When you read the scripts for Banished what was your response?
Orla Brady: It felt novelistic. With each character I came across, I wanted to come back to their story. I had no favourites and was intrigued to follow each story again.
Who is Anne Meredith?
She is described in the script as mysterious, enigmatic. When you play a part you would never describe yourself in those terms because your motives are clear to you. But I accept that Anne is a character who is apart from the others.

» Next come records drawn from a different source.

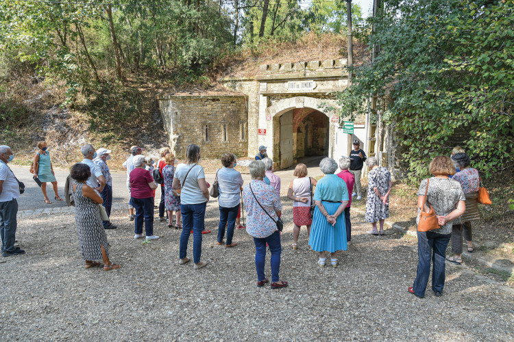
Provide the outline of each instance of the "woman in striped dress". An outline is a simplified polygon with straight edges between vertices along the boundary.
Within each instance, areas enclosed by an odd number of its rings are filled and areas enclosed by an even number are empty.
[[[70,175],[73,179],[73,192],[75,200],[77,233],[79,237],[82,259],[86,261],[85,268],[98,266],[103,261],[103,270],[116,269],[121,266],[109,260],[107,235],[101,224],[100,208],[103,202],[101,197],[86,184],[90,176],[89,166],[77,163],[71,167]]]
[[[344,215],[348,205],[346,183],[334,173],[337,163],[332,158],[323,158],[319,168],[325,176],[318,181],[313,200],[316,201],[309,245],[319,252],[319,266],[325,267],[325,251],[330,252],[330,263],[337,267],[337,252],[346,250],[346,224]]]

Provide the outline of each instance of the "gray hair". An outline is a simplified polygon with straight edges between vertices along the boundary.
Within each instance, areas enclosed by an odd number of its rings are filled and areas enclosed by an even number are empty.
[[[80,148],[80,152],[82,153],[82,155],[87,157],[90,152],[91,152],[94,148],[90,144],[86,144]]]
[[[273,161],[269,158],[265,158],[262,159],[262,163],[266,168],[266,170],[271,170],[273,168]]]
[[[266,167],[261,160],[254,160],[248,166],[252,179],[262,179]]]
[[[136,168],[140,167],[141,164],[144,162],[145,162],[145,156],[143,155],[134,155],[134,157],[132,157],[132,163]]]
[[[347,157],[341,157],[339,159],[339,168],[341,170],[348,170],[350,163],[352,163],[350,158]]]
[[[0,145],[0,153],[7,155],[7,152],[11,148],[7,145]]]
[[[366,166],[369,168],[371,168],[377,165],[378,165],[378,163],[377,162],[376,157],[370,157],[366,159]]]
[[[200,146],[191,144],[187,146],[186,150],[186,158],[187,159],[187,163],[192,164],[193,163],[198,162],[198,156],[200,154]]]
[[[319,169],[325,174],[334,174],[337,170],[337,163],[332,158],[323,158],[319,163]]]

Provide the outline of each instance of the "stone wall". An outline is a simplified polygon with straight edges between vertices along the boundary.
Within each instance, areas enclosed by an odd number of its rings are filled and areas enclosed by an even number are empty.
[[[202,157],[219,158],[225,152],[248,155],[247,98],[242,95],[158,97],[169,144],[178,158],[196,144]]]

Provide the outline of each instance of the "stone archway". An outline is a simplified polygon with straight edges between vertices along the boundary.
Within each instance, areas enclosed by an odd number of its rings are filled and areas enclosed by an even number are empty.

She is not Christian, in spite of Christianity being a given in the colony at that time. Anne has a different way of seeing. Her beliefs are akin to what we would now call Pantheist, or Animist - in the sense of everything having a soul.
Anne believes that she speaks to the dead and that she is a conduit that can bring messages from the dead and even the unborn. Standing outside the moral code of her time, she is not a character which the others find easy to understand, hence there is suspicion and fear of her, especially from the vicar.
Everyone in the colony is there to work, what is Anne's job?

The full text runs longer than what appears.